It’s very strange to me that the most unequal nation among wealthy nations contains so many people who are able to claim that inequality is inevitable and to invent something called “human nature” that routinely ignores 96% of humanity as somehow not entering into its definition. It’s refreshing to see a film that systematically debunks this ridiculous project by examining history, science, and the history of science. Yet it’s a bit frustrating to notice that even A Dangerous Idea does not make use of the existence of the rest of humanity. One would think that claims that the poor must always be poor would be handily debunked by the existence of nations that used to have poverty and inequality and, in great measure, got rid of those things. Surely it’s harder work to build your case using only one corner of the earth and digging back through many decades than it is to mention other nations. In any case, harder or not, this film does an excellent job.
Those who have pushed eugenics/genetics have been, not only plutocrats, but also financial interests such as lead paint manufacturers defending themselves in court against those they have harmed.

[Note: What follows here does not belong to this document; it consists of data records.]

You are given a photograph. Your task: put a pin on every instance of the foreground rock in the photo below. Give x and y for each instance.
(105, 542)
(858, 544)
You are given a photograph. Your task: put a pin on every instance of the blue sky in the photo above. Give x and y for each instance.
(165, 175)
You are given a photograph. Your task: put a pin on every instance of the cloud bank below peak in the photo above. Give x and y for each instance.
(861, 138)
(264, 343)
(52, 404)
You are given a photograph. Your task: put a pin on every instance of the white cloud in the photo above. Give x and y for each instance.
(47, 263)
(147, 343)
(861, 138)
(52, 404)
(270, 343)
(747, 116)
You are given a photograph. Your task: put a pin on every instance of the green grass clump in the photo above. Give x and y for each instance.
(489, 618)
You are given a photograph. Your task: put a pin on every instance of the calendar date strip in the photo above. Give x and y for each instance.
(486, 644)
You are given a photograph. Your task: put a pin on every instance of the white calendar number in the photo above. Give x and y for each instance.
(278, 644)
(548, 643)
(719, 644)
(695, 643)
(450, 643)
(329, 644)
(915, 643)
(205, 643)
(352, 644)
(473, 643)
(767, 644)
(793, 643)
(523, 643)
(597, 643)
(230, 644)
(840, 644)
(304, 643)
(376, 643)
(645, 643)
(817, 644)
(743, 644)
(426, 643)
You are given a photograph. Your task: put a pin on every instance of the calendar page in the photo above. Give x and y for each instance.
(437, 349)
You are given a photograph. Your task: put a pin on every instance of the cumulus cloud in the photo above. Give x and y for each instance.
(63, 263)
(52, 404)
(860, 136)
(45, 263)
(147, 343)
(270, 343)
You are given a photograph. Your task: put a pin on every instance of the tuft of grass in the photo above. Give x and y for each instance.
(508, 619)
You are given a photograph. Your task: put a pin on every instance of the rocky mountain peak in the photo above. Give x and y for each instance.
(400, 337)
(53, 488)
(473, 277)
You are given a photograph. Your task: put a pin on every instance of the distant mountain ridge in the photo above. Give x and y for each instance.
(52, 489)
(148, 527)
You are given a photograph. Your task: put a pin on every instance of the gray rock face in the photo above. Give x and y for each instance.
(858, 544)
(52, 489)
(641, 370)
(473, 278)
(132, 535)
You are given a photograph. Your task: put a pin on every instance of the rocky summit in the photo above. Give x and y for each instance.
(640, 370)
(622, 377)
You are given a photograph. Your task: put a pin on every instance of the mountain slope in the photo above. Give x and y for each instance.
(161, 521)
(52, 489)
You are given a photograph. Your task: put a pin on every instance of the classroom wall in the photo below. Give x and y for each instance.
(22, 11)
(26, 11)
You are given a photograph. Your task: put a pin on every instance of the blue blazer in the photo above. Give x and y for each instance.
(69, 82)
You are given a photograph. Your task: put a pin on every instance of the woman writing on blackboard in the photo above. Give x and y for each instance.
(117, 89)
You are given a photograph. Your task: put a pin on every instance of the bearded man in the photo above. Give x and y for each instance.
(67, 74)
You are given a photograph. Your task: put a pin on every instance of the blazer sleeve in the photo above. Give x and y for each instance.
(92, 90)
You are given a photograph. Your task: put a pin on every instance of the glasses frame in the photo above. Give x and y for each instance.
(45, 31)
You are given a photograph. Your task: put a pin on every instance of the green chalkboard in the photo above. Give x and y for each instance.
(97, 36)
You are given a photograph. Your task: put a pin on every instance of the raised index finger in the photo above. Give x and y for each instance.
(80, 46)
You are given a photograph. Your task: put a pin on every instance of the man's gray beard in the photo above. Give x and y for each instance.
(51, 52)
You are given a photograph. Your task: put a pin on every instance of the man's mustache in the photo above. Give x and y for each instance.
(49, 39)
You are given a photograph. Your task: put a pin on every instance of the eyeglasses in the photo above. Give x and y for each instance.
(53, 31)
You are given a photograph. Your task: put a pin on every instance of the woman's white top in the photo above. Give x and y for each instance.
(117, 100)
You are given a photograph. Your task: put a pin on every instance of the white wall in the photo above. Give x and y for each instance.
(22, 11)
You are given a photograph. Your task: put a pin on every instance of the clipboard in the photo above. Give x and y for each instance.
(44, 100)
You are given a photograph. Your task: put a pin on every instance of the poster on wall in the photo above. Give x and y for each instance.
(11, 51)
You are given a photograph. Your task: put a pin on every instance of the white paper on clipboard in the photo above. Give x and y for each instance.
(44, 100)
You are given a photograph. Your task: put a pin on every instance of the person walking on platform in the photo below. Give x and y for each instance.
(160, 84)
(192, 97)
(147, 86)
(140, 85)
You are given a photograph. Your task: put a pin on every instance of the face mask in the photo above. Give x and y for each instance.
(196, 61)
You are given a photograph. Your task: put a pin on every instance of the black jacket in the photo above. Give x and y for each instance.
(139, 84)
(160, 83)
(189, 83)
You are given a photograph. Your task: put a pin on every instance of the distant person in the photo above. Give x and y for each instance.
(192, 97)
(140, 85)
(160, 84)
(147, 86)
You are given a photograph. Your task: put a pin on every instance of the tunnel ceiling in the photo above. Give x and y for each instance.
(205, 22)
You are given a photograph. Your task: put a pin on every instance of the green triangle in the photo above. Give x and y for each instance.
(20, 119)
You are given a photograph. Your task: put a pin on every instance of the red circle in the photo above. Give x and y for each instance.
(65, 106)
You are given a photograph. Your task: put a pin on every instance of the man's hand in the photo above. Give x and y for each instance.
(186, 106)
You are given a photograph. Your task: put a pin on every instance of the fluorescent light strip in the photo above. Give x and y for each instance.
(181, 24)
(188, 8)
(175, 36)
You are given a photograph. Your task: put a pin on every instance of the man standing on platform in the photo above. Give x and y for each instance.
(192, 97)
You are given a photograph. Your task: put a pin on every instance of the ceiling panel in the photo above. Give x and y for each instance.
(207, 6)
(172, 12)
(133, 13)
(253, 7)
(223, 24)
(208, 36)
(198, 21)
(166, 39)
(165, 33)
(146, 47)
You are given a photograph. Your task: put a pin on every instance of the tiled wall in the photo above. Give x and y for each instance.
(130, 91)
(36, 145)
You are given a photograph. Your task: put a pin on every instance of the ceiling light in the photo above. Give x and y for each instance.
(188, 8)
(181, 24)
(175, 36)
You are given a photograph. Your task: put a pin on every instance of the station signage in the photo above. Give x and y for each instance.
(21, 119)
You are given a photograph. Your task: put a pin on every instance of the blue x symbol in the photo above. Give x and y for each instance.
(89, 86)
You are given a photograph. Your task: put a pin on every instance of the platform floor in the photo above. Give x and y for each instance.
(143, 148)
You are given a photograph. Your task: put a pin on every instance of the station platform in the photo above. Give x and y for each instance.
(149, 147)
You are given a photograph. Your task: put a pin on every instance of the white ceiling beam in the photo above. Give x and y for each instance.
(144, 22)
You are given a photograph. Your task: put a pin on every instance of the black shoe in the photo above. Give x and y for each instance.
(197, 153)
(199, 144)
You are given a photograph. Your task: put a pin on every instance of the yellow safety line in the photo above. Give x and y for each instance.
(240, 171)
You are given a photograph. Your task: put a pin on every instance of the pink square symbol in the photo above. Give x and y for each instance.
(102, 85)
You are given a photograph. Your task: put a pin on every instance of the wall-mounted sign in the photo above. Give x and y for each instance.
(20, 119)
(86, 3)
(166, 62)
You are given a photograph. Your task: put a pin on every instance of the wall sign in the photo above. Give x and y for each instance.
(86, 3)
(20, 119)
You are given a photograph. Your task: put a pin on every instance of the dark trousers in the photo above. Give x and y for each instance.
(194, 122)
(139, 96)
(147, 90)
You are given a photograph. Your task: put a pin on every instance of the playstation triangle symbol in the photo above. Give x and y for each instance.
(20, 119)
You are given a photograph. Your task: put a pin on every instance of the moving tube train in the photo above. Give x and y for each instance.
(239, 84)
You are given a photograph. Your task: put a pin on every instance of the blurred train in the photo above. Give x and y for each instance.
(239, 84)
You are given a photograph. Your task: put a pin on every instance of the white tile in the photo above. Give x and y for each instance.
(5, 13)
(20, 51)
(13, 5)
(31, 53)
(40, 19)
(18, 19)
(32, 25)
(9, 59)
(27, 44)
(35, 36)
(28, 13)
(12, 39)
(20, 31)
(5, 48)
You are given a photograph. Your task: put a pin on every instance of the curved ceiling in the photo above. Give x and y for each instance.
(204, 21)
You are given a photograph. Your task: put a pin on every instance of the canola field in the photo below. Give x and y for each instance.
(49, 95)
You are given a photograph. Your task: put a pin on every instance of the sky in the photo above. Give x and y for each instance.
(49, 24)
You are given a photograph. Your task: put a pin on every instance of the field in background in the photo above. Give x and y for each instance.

Eugenics, understood as controlled reproduction, never went away; it just added “genetic engineering.” But its promises have proven as empty as its analytical powers, even if its promoters do seem to believe their own claims to the extent of investing great resources and energy into researching the “genetic basis” of “human nature.” It’s turned out that humans have only about one-fifth as many DNA sequences as wheat, and 90 percent of them identical to those of mice. The film debunks the idea of DNA as the determination of one’s future, and also notes the flaws in studies of identical twins. I wish that it had also taken the time to note the flaws in studies of separated identical twins.
That gene science may be junk science does not, of course, tell us that nature (as contrasted with nurture) doesn’t exist. But it does tell us that scientists are perfectly willing to swindle the public on behalf of powerful prejudist parties that have no more interest in pure knowledge for its own sake than does Lockheed Martin.
Eugenics was quite popular during the previous gilded age, and was largely imported from the United States to Nazi Germany. It shaped U.S. immigration policy, including the refusal to save millions of Jews. Then it changed its name, but it stuck around. When the Great Society programs under Lyndon Johnson reduced poverty in the United States by 40% without altering any genes, this was not taken as new data to be considered by our scientific heroes. It was taken as reason to reshape the lies and defund the programs.
And that’s exactly what Richard Nixon did, except that he boosted funding for birth control and sterilization for the poor, resulting in at least 400,000 non-consensual sterilizations. We watch footage of both President Reagan and President Clinton explicitly praising the racist nonsense of Charles Murray as grounds for tearing down welfare — a step that was predicted to push millions of children into poverty and which did so. And poverty is now killing large numbers of people in what most of those people proudly call “the richest nation on earth,” and which is in fact not the richest but near the top.
Poor Charlottesville has now made it into quite a number of films as the location of a fascist rally last year. This film frames the rise-of-fascism / footage from Charlottesville ending a bit differently from how some others have. Here we see these trends as part of a long-standing aristocratic struggle driven by greed but propped up by pseudo-scientific myth and mass-cultural repetition.
If we get rid of the idea that people’s fates are significantly determined by their biology in some manner that can be observed and predicted, we’ll have to abandon the notion that a population of born sociopaths are dominating us, along with the notion that certain disadvantaged groups must inevitably suffer and should therefore be made to suffer (which we could, if we preferred, abandon just because it makes no sense whatsoever). But we’ll be left with the fact that how we treat people from the moment they arrive on this doomed little blue dot can radically open up possibilities for them to become better than any of us — much less genetic scientist Nobel laureates — have ever dreamed of.